Segundo Eric Chien, um dos pesquisadores da Symantec, os ataques contra as usinas elétricas se iniciaram em 2015, aumentando em frequência durante 2017. De acordo com Chien, as ações seguem o modus operandi utilizado pelo grupo conhecido como Dragonfly, com supostas ligações ao Governo russo. Porém, não podem ser tiradas conclusões precipitadas, já que algumas partes do código usado nos ataques estavam escritos em russo e francês, um indicativo de que quem realizou a ação tentou dificultar a identificação de sua origem – o próprio relatório não cita diretamente o possível envolvimento russo.

Manchete do relatório

De acordo com o relatório, dezenas de empresas e companhias de energia foram atacadas, porém o sucesso na forma de controle operacional só foi obtido em algumas delas. Dessa maneira, segundo Chien, só faltou a motivação para que de fato a grade de energia fosse sabotada. Chien também comenta que hackers nunca tiveram um nível de êxito tão alto nos sistemas de controle norte-americanos.

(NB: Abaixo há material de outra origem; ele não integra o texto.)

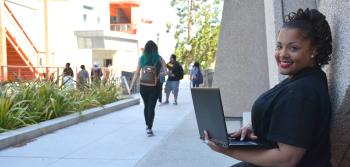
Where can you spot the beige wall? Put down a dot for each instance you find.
(241, 72)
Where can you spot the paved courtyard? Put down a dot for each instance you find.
(119, 140)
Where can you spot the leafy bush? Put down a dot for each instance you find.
(26, 103)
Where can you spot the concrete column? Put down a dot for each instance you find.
(3, 49)
(241, 70)
(337, 13)
(46, 30)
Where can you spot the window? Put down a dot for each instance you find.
(85, 18)
(84, 43)
(108, 62)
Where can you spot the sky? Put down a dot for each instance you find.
(160, 12)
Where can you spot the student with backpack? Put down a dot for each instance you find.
(150, 64)
(196, 75)
(175, 75)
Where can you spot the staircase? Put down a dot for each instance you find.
(21, 52)
(17, 68)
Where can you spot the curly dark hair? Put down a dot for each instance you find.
(315, 27)
(151, 47)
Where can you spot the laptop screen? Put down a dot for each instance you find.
(209, 113)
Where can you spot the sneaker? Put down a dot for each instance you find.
(149, 132)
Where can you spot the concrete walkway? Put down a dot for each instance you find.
(119, 139)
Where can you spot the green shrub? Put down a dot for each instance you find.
(26, 103)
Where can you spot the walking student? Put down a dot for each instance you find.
(174, 77)
(196, 75)
(150, 63)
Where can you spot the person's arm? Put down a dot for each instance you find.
(283, 156)
(136, 75)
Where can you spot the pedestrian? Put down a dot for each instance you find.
(68, 75)
(196, 75)
(96, 75)
(174, 77)
(161, 81)
(150, 63)
(295, 115)
(83, 78)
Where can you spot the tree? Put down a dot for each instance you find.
(203, 19)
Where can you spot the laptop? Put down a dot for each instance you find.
(210, 117)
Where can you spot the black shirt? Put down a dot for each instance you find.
(297, 112)
(176, 69)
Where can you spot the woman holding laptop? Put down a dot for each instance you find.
(296, 113)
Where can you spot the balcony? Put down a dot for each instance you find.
(127, 28)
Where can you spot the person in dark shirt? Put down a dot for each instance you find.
(173, 81)
(68, 71)
(149, 94)
(295, 114)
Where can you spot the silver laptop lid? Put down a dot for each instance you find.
(209, 114)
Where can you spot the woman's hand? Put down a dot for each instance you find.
(212, 145)
(242, 133)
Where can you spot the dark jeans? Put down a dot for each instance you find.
(149, 96)
(160, 92)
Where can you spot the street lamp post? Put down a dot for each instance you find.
(190, 6)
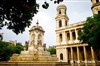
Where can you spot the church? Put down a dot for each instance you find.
(68, 47)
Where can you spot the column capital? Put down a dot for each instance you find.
(85, 54)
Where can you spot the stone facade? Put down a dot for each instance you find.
(95, 6)
(36, 48)
(68, 47)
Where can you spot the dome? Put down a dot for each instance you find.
(37, 27)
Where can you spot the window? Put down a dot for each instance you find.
(60, 37)
(61, 56)
(98, 12)
(65, 22)
(59, 11)
(97, 1)
(60, 23)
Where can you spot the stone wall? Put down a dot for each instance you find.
(33, 63)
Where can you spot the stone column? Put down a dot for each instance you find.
(64, 37)
(72, 61)
(78, 55)
(57, 39)
(67, 54)
(85, 54)
(76, 36)
(70, 32)
(93, 58)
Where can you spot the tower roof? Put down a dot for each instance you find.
(61, 7)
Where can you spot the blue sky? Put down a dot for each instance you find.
(77, 10)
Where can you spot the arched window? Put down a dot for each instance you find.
(61, 56)
(60, 37)
(60, 23)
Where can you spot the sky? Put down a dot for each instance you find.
(77, 11)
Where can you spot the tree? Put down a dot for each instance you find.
(17, 14)
(52, 50)
(91, 32)
(7, 49)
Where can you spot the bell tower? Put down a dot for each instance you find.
(61, 18)
(95, 6)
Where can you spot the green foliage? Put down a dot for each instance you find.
(91, 32)
(7, 49)
(52, 50)
(17, 14)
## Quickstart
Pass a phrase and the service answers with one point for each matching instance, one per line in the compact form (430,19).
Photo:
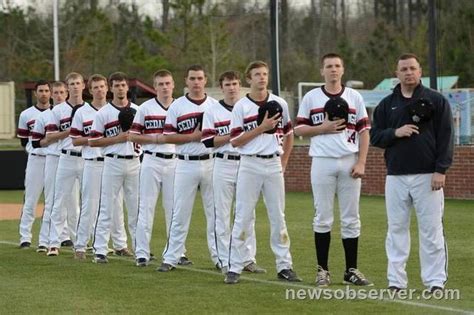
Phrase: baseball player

Até onde se tem conhecimento, o único ataque comparável ao nível de sucesso em termos de acesso operacional nas companhias elétricas foram os blecautes ocasionados na Ucrânia, em 2015 e 2016, previamente comentados no CEIRI NEWSPAPER. Naquela ocasião, hackers obtiveram o mesmo nível de controle operacional, e foram além, cortando de fato a energia de setores inteiros da Ucrânia, além de sobrecarregarem outros. No caso ucraniano, os russos foram rapidamente culpados, dada a complexa relação entre Ucrânia e Rússia

O aumento da frequência de notas analíticas retratando ataques e atos de sabotagem por meio do espaço cibernético, em paralelo com os discursos e preocupações que vêm definindo ameaças e estratégias, servem de exemplo do processo de securitização do ciberespaço, o qual, conforme é utilizado por atores governamentais e não governamentais, se consagra como o mais recente domínio estratégico da humanidade. Porém, características intrínsecas ao espaço cibernético, como o anonimato, a desterritorialização e a difusão de poder entre os usuários apresentam desafios inéditos às Relações Internacionais.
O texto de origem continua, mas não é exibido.